Device 1 — Seatbelt: Without a seatbelt, an unrestrained passenger continues at the car’s pre-collision speed and hits the dashboard in ∼20–50 ms. A seatbelt extends the stopping time to ∼200–300 ms, reducing the average force by a factor of 6–15. For a 70 kg person stopping from 15 m/s: Δp = 70×15 = 1050 N s. With seatbelt (Δt = 0.25 s): F ≈ 4200 N (survivable). Without (Δt = 0.02 s): F ≈ 52 500 N — equivalent to over 5 tonnes pressing on the chest, causing fatal internal injuries.
Device 2 — Bicycle / sports helmet: A foam-lined helmet extends the contact time during a head impact by deforming progressively. The foam increases Δt from ∼2 ms (rigid surface) to ∼10–15 ms, reducing peak force to the skull by a factor of 5–7. For a head mass of 5 kg striking a road at 8 m/s: Δp = 40 N s. Without helmet: F ≈ 20 000 N — well above the skull fracture threshold of ∼6000 N. With helmet: F ≈ 2700–4000 N — below the injury threshold.

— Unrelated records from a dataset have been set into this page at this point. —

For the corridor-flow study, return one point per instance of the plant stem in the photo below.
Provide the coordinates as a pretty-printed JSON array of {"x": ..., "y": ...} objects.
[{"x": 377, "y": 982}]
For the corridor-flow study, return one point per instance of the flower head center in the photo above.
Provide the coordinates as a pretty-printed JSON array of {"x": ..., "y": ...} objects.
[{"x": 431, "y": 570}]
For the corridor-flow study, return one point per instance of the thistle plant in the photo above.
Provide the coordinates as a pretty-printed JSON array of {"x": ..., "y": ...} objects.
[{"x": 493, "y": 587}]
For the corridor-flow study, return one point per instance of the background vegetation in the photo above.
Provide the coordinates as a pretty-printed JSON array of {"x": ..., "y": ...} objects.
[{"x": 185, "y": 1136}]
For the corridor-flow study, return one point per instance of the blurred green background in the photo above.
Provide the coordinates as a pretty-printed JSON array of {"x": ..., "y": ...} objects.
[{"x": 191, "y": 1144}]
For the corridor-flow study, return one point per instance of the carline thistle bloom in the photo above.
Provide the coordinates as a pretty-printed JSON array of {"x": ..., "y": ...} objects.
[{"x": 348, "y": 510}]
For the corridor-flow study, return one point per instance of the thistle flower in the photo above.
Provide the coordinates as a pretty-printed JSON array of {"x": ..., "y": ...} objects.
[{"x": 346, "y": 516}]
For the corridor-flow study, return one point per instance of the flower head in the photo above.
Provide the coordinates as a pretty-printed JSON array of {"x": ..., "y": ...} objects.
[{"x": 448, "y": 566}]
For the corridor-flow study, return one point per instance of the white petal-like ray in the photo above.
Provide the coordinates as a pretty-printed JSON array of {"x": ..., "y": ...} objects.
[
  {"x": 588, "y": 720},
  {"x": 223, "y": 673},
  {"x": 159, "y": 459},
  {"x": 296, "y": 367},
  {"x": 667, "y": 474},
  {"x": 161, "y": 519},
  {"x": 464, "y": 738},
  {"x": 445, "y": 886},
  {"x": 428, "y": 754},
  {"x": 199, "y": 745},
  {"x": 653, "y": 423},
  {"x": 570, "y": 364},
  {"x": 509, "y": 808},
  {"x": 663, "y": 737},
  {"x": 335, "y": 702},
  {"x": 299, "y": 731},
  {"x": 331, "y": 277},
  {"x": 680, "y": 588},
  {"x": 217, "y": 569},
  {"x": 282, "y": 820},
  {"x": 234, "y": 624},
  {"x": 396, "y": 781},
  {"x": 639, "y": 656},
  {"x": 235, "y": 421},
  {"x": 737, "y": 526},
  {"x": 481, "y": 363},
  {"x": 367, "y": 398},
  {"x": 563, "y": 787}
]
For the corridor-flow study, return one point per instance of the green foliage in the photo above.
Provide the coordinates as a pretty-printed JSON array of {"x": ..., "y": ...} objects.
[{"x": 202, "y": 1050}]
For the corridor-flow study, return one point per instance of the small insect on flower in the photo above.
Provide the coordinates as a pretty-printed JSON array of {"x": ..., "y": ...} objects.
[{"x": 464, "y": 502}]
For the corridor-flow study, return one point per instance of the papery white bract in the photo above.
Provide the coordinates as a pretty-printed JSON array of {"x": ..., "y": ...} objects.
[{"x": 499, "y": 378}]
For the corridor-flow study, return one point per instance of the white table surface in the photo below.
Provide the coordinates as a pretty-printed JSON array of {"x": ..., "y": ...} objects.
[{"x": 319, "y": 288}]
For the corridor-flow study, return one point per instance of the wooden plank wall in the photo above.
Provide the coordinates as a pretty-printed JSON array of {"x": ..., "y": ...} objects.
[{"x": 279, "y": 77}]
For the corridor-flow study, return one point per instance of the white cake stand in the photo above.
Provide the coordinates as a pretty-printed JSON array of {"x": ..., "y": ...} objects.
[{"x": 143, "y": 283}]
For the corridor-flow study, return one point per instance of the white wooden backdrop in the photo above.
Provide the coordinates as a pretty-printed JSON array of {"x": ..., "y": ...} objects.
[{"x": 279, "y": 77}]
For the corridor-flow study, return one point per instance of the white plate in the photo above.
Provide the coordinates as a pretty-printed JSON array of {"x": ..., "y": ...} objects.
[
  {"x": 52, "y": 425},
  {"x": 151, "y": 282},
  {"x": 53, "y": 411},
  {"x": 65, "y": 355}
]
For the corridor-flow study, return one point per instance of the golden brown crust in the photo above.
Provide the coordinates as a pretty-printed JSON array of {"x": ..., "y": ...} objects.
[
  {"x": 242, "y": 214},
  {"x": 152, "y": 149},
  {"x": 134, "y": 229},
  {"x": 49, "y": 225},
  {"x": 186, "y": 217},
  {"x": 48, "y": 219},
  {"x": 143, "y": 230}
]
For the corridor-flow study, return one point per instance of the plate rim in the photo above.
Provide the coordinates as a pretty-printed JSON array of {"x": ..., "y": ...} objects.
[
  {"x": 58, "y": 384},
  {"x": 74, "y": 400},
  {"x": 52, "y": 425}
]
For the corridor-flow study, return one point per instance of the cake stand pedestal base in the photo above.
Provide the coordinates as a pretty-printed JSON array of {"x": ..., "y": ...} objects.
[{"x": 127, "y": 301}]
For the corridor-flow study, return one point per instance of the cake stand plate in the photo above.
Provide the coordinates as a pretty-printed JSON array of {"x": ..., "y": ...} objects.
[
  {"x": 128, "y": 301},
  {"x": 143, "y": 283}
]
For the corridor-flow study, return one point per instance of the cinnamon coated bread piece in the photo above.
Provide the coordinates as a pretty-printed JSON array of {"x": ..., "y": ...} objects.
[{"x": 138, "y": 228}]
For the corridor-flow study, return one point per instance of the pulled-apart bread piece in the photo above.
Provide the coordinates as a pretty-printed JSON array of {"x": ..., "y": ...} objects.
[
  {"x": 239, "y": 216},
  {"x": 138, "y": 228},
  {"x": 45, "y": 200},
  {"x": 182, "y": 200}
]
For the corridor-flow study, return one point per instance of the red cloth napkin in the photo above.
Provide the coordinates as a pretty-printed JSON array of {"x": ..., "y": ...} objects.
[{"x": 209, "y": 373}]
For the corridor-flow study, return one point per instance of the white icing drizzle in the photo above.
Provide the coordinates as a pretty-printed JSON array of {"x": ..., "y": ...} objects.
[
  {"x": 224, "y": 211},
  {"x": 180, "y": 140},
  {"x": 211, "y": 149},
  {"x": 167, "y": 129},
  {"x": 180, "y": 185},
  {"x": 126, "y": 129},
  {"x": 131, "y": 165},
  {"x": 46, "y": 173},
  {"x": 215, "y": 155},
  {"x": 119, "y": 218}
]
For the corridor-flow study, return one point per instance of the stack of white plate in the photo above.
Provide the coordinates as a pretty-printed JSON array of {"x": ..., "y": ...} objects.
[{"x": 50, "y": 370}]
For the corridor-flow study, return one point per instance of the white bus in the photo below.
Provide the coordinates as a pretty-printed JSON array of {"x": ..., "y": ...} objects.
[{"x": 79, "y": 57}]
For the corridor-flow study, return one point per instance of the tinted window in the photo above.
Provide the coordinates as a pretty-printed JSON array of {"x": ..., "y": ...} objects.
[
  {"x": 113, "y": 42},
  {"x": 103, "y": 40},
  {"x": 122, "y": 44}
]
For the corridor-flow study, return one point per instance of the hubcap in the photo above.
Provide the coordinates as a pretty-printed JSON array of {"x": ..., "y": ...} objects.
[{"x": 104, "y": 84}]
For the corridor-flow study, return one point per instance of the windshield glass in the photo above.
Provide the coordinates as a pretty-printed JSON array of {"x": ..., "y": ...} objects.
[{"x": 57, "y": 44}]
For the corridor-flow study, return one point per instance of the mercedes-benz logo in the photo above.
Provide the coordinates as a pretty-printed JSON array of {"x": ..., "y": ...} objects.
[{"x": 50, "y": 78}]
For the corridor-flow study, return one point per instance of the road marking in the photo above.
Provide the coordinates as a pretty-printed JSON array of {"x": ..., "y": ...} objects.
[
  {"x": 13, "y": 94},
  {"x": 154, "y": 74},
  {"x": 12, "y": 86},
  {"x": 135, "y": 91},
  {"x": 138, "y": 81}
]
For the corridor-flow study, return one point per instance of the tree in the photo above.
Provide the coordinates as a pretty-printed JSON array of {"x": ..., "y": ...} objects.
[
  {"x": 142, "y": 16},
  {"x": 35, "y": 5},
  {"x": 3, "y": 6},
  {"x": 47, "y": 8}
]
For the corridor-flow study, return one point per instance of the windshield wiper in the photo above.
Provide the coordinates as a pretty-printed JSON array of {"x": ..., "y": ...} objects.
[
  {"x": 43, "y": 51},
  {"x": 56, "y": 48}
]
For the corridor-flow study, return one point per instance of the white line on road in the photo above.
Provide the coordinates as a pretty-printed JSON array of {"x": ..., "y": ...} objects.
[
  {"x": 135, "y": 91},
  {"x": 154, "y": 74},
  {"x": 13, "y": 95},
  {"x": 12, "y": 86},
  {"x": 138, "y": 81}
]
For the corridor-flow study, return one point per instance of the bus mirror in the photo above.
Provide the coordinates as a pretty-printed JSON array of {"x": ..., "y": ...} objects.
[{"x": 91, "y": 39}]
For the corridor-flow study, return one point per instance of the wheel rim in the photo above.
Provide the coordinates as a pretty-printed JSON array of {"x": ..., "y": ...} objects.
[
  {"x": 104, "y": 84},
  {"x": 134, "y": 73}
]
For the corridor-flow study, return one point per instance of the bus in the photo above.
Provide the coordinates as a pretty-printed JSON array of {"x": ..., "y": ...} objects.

Newton’s Third Law: Collisions are dangerous precisely because of Newton’s Third Law. When a car strikes a wall, the wall exerts an equal and opposite force on the car. This force has the same magnitude as the car exerts on the wall. The car occupants are then subjected to the same impulse as the car itself. Since human tissue has limited tolerance for force (not impulse), the key variable is always the average force — which depends on how quickly the momentum change occurs. A rigid object imposes a very high force over a very short time; a deformable safety device spreads the same impulse over a longer time.
Limitations: Safety devices have physical limits. A seatbelt cannot extend Δt indefinitely — the available deformation distance is constrained by the vehicle cabin. In a high-speed collision (>100 km/h), even a seatbelt may not reduce peak force below the injury threshold. Similarly, helmets are designed for a specific energy range — a high-speed motorcycle crash exceeds the foam’s deformation capacity, and the helmet bottoms out, making it effectively rigid. A second limitation is that the vector direction of the impulse matters: oblique impacts deliver off-axis forces that can cause rotational injuries even when linear peak force is below threshold.
Marking criteria (8 marks): 1 = correctly states J = FΔt = Δp and explains how extending Δt reduces F for the same Δp. 1 = named Device 1 (seatbelt or airbag) with specific mechanism and quantitative example. 1 = named Device 2 (helmet, crumple zone, crash mat) with specific mechanism. 1 = discusses Newton’s Third Law and explains why it makes collisions dangerous (equal forces on occupant as on vehicle). 1 = quantitative comparison showing the force difference (with and without device) using J = FΔt. 1 = identifies at least one physical limitation of safety devices (energy limit, cabin space, oblique impacts). 1 = second limitation OR a second quantitative example from a different context (road vs sports). 1 = reaches an explicit evaluative judgement: safety devices reduce injury by extending Δt but cannot eliminate risk above certain energy thresholds.